NEW ORLEANS — Kobe Bryant slung a designer backpack over his shoulders — both of them, it was important to note — and talked about something eminently important to him.
He left a game because of a sore right shoulder from a third-quarter dunk, unable to finish in the fourth after firing up two shots, both with his left hand, in a 96-80 loss Wednesday to the New Orleans Pelicans.
The Lakers said there would be an MRI exam Thursday, but Bryant didn't seem concerned. He was more interested in discussing his pitch to would-be free agents in July.
"It's a pretty simple message. It's the best organization in the world, best brands in the world," he said, reluctant to name names because of the NBA's tampering rules. "We win championships. That's what we do. It would be much more than … Xs and O's and style of play, things of that nature. There's no place like winning in Los Angeles, man."
But Bryant lauded the ability of Lakers General Mitch Kupchak.
"It's phenomenal, so much so that the league had to protest a trade that he made," Bryant said, referring to the vetoed Chris Paul deal in 2011. "When you pull that off and save money, what other GM could pull that off? You've kind of got to lean on the track record of the front office and the decisions that they make. He makes really solid ones."
The list of free agents will be strong but without a LeBron James or Kevin Durant. The potential pool could include Rajon Rondo, Kevin Love, Marc Gasol, LaMarcus Aldridge, Paul Millsap, Goran Dragic, DeAndre Jordan, Rudy Gay and Greg Monroe.
The Lakers will have enough money to sign one maximum-level player or two well-above-average free agents.
Meanwhile, there was a game Wednesday and a baseline dunk by Bryant against a surprised Dante Cunningham. But as Bryant said, "I felt fine when I went up, didn't feel too good when I came down."
He added that the shoulder "came out a little bit. It's been bothering me a lot but right now it's a little achy."
When Bryant re-entered in the fourth, he quickly made a 14-foot turnaround with his left hand but then airballed an eight-foot hook shot, also with his left. He dribbled and passed almost exclusively with his left hand.
Bryant walked off the court and straight to the locker room after the Lakers called a timeout with 1:09 to play. He didn't rule himself out of Friday's game against San Antonio.
"I've played with a torn labrum before," Bryant said, adding he played with a separated shoulder earlier in his career.

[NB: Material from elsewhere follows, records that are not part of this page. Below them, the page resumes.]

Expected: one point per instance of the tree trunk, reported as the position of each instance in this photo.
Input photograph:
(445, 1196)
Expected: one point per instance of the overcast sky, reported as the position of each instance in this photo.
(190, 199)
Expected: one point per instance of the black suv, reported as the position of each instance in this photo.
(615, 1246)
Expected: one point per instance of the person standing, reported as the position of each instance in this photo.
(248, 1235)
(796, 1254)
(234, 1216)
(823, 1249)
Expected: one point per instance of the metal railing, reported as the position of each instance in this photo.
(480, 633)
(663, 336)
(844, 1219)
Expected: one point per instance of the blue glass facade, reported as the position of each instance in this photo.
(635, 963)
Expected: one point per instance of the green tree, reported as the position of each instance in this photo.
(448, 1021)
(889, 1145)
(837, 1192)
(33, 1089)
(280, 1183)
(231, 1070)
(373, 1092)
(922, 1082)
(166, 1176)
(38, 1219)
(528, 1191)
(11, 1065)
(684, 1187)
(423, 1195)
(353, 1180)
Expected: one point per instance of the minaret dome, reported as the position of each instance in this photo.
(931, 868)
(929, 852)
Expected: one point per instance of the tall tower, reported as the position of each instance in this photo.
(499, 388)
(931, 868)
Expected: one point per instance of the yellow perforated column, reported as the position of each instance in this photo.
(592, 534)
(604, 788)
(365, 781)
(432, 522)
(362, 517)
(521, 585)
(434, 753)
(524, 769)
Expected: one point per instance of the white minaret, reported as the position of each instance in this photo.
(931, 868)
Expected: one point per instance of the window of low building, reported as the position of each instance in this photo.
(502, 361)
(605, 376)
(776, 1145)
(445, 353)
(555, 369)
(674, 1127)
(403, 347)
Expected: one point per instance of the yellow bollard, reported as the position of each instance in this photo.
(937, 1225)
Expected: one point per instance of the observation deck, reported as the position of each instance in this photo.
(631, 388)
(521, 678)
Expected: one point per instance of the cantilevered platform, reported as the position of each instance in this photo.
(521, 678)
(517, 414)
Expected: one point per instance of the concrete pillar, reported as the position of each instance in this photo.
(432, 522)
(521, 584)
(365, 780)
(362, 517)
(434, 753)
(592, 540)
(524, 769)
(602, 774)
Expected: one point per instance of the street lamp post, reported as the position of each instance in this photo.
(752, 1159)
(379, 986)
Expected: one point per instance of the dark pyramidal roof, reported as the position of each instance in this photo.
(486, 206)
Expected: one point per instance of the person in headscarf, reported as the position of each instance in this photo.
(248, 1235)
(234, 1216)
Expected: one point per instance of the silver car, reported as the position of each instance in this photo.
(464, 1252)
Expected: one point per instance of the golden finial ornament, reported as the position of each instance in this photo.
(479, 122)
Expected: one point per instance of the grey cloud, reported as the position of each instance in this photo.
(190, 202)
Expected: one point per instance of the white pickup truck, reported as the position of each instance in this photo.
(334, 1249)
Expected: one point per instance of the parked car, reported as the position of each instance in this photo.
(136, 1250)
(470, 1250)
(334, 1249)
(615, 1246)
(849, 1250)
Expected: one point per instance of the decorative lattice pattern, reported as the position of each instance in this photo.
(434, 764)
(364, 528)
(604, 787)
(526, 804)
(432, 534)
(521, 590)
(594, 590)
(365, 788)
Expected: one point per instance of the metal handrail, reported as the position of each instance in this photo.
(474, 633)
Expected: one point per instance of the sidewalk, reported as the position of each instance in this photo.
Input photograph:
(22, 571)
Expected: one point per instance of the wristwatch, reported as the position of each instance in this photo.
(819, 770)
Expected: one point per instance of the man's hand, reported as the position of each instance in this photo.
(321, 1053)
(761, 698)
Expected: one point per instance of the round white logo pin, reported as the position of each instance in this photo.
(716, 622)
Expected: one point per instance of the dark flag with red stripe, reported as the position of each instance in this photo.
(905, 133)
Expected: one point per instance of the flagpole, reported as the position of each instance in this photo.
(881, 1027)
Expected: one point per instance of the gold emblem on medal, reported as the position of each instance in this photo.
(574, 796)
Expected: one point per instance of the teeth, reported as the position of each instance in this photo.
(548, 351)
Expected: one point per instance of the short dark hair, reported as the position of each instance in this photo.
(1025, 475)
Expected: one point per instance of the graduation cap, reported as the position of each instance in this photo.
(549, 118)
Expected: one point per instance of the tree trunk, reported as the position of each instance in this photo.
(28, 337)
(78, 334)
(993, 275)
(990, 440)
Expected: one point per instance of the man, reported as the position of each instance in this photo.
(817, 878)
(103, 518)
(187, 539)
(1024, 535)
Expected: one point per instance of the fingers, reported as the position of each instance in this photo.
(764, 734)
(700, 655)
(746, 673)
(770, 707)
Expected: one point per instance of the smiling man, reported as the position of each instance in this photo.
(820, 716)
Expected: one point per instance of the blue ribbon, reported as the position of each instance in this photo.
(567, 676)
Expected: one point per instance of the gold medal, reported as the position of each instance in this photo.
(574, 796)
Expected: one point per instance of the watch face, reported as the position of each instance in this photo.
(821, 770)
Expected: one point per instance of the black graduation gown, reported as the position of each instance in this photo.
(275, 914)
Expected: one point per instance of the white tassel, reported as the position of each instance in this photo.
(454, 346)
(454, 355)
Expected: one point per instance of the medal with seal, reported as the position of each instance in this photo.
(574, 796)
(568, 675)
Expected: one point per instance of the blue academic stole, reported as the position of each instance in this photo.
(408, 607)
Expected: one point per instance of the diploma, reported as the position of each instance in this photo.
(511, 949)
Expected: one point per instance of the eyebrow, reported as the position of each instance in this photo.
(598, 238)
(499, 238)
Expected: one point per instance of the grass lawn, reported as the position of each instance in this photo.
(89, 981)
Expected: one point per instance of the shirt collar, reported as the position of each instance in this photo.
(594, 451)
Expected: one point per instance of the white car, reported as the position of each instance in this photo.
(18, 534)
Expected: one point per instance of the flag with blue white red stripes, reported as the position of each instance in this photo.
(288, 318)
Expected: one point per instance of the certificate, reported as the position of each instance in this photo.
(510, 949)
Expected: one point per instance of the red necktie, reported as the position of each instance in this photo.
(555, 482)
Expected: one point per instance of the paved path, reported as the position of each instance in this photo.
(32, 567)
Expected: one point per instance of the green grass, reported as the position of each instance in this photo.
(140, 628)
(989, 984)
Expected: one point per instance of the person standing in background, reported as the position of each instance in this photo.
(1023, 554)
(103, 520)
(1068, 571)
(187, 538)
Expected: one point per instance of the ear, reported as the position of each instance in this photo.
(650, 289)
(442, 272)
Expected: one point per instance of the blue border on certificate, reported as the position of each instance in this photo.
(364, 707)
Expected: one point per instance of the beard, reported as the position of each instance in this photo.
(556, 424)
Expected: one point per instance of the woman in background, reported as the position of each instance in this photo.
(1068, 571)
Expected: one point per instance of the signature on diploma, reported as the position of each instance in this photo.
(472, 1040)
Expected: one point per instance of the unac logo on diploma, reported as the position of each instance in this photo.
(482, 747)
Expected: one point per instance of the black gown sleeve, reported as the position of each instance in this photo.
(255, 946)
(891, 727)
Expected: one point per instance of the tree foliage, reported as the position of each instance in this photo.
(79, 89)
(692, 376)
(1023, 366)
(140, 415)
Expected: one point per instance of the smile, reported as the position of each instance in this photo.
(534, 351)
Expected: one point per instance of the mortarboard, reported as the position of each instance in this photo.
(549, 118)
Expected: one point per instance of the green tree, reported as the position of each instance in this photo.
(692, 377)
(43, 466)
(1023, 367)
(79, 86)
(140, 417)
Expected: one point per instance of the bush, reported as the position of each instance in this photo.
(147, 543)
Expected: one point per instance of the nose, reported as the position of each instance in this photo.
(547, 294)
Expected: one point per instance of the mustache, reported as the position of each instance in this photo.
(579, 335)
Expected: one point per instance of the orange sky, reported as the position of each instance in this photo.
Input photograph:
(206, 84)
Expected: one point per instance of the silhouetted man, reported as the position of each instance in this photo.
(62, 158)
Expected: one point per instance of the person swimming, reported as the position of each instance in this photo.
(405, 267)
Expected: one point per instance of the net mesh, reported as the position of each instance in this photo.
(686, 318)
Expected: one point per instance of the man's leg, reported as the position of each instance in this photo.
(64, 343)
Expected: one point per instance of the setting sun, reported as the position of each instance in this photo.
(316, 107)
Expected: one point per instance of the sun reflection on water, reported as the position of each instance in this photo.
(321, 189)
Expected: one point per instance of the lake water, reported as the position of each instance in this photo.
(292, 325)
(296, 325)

Bryant also chafed mildly at some of the recent questioning of his overall health after he sat eight of the last 16 games for "rest" reasons.
"We make a lot of it, but the reality is I'm doing some pretty phenomenal things in 30 minutes [a game]," adding with some colorful language that his body wasn't that messed up. "I could play every game. It's just really [Coach Byron Scott's] call. I'm good either way."
Bryant had 14 points Wednesday, his first game in six days, but the Lakers, losing their sixth in a row, couldn't do much better than a 69-68 deficit going into the fourth quarter at Smoothie King Center.
Bryant handed out a career-high 17 assists last Thursday against Cleveland but wasn't as sharp against New Orleans (two assists, four turnovers), and that was before his shoulder injury.
It almost felt like the game was in Los Angeles.
Earlier in the day, Bryant filmed a scene for a movie with Will Ferrell and Mark Wahlberg called "Daddy's Home." Bryant shot it with the two stars in his Lakers warmups at the Pelicans' arena.
Later, at halftime, fans were encouraged to stay in their seats as Ferrell came out and made a mockery of a halfcourt shooting contest in two takes. After the cameras turned off, Ferrell, a frequent courtside presence at Lakers games, hugged Jordan Hill and Nick Young before leaving the court.
Hill had 15 points and 13 rebounds Wednesday, but Young fell back into his January skid, making three of 11 shots for nine points.
Anthony Davis had 29 points in his return from a toe injury. His future looks bright. It wasn't nearly as easy to say the same about the Lakers.